フランス料理「エステール」(丸の内)/この世ならぬ美味のクリエイター

2023.11.10

パレスホテル東京のフランス料理「エステール」。2023年1月より新たに小島景シェフを迎え、第2章が幕を開けた。食べ手の心を掴み、虜にする、その魅力に迫る。

熊本産和牛 野菜のフォンダン

熊本産和牛 野菜のフォンダン
カリフォルニアのティナ・フレイ氏によるレジン製のクローシュが外されると、同氏のソースポットからオックステールなどから出汁を取った艶やかなソースが注がれる。熊本県産の和牛は、備長炭で丁寧に火入れ。下に添えた、すりつぶした野菜とビネガーのソースも肉の味わいを際立たせる。仏産のジロール茸、山梨県白州産の椎茸とたもぎ茸を添えて。
外川ゆい:取材・文 Text by Yui Togawa
三田村優:写真 Photographs by Yu Mitamura
[クロノス日本版 2023年11月号掲載記事]


豊かな人生が紡ぐ、物語ある味わい

小島 景

小島 景(Kei Kojima)
1964年、東京生まれ、鎌倉育ち。1988年に渡仏し、「アラン・シャペル」などで研鑽を積む。2001年に再渡仏して「ル・ルイ・キャーンズ アラン・デュカス」に勤務し、03年には副料理長に就任。帰国後、08年「ブノワ東京」料理長、10年「ベージュ アラン・デュカス 東京」総料理長を経て、23年1月より現職。

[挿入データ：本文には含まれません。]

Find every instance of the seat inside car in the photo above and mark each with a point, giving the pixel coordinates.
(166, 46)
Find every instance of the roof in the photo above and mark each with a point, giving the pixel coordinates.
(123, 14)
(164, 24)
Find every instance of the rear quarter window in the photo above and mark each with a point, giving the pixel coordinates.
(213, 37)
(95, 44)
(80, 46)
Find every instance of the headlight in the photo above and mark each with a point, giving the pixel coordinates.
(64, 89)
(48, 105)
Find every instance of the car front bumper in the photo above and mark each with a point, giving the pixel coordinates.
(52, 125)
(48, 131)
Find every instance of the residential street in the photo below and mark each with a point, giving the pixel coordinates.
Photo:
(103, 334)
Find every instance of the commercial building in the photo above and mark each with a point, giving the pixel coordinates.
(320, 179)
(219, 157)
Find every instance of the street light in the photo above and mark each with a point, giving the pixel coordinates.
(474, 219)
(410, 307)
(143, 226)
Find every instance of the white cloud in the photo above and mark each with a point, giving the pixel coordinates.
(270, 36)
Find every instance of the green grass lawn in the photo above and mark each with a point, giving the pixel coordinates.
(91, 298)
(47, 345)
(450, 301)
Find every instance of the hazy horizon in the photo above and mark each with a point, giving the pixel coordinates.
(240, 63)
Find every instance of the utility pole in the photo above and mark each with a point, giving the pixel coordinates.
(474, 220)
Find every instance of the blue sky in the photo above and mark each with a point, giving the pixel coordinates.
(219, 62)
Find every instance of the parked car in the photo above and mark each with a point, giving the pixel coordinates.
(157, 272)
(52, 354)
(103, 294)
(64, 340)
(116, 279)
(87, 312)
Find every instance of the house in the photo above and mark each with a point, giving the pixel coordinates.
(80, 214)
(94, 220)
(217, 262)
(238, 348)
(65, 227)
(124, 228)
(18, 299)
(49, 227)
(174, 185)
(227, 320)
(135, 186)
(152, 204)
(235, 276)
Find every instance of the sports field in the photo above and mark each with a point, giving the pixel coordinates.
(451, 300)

「景色が違って見えました」。これは、小島景シェフが、モナコの3つ星レストラン「ル・ルイ・キャーンズ アラン・デュカス」を勤め上げた時を振り返っての言葉だ。それほど濃密な5年間だった。「フランク・セルッティ シェフとの日々は、発見と感動の連続でした。仕事が美しく、厨房に指紋ひとつありません。全員定規を持っていて、料理は秒単位で提供。そして、よく『味をみろ』と言われ、しっかりと自分の舌で覚えました」。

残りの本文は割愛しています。